Roger Chase gives us Vaughan Williams’ orchestrated version of his Suite for Viola on his Dutton disc of British works for viola and orchestra featuring the BBC Concert Orchestra in fine form led by the brilliant Stephen Bell. This disc also includes Theodore Holland’s Ellingham Marshes for Viola and Orchestra and Richard Harvey’s Reflections for Viola and Orchestra. Mr. Harvey is also the conductor of his work and it’s a very atmospheric modern work for viola that fans of VW and Bax should certainly warm too. The Harvey dates from the mid 1940s and it’s a ruminative work that is both haunting and desolate. It’s wonderful that Mr. Chase would include two lesser known but worthwhile works to serve as companions to the better known VW and somewhat lesser known Bax.

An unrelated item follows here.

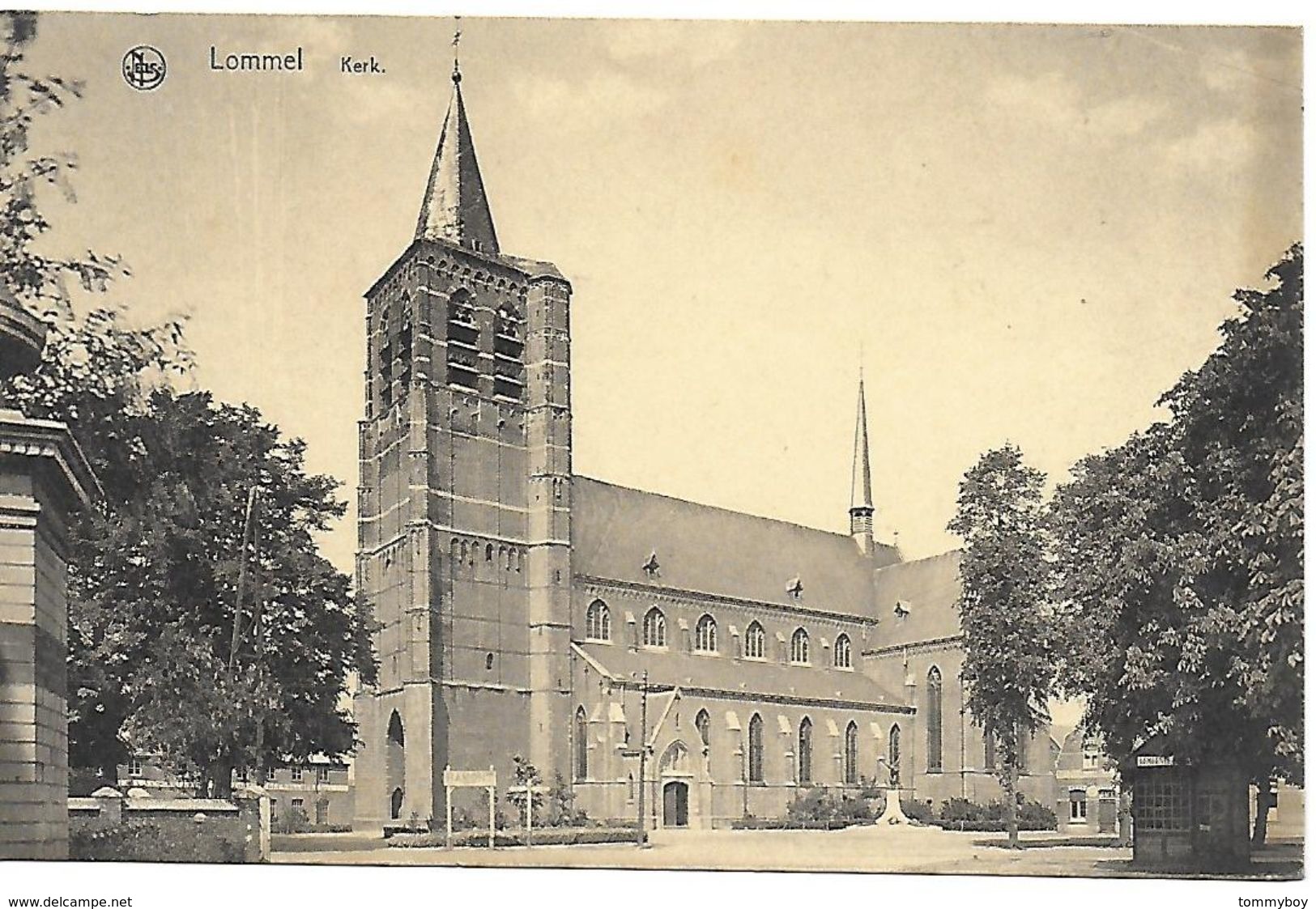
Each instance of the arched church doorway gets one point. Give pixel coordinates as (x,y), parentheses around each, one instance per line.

One of Vernon Handley greatest disappointments was that he was prevented from recording Bax Violin Concerto and Viola Phantasy with his great friend Ralph Holmes due to the violist’s early death in 1984. Holmes performed both works often and was a dedicated Baxian and luckily an off-air account of his playing Viola Phantasy does exist with a British student orchestra (not conducted by Handley). Handley did go on to record the work with Ravki Golani in 1988 for Conifer but that interpretation has always divided Baxians, many of whom consider it just too leisurely paced. Handley seemed satisfied with it when I asked him about it but I know he was very eager to rerecord it again for Chandos and it would have been included on Vol. 3 of his Bax series had he lived long enough to record it. My own opinion is that the Golani is a flawed account in that she and Handley have difficulty holding the work together convincingly and the music of the outer sections really fails to catch fire. That said, her playing of the intensely beautiful middle section is near perfect and never fails to transport me to some fanciful Irish landscape of unsurpassed beauty. Oh if only the rest of the performance was as good!

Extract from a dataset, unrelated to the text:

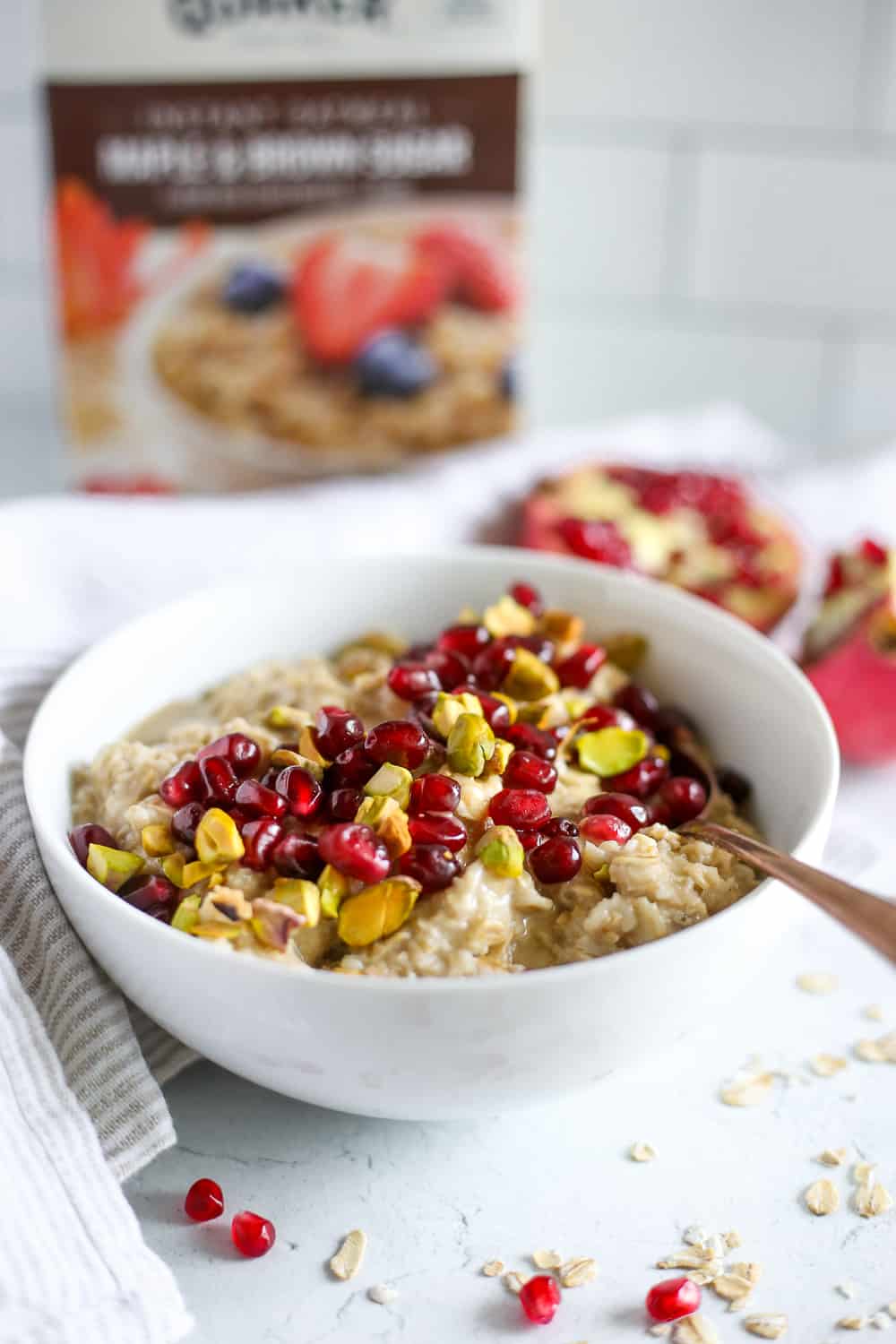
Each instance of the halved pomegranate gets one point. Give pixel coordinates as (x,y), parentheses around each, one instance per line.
(849,650)
(699,531)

Well, this new Chase performance corrects all the flaws of the Golani and then some. His account is as taut and lively as Golani is relaxed and the Phantasy benefits immeasurably from his approach. The joyous charm so missing from Golani’s recording is here in abundance and much of the credit must be shared with Stephen Bell who holds things together while at the same time making sure the character of the work shines through brightly. The Phantasy is one of Bax’s most delightful works and I think those how only know it from the Golani recording will be surprised but unfortunately, there is a catch. Chase keeps everything on a very tight rein but his playing of the central section is just too quick and dry-eyed to really make the impression it should. Here I longed for Golani’s expressive sensitivity. I suppose you can’t have everything although it’s really a shame that Chase didn’t allow himself just a little more time and space in his playing of the because if he had, this would have been a perfect recording. As it is, it’s still easily the preferred version and should be snatched up by anyone who loves Bax or anything to do with Ireland as it’s a work that’s guaranteed to transport you there.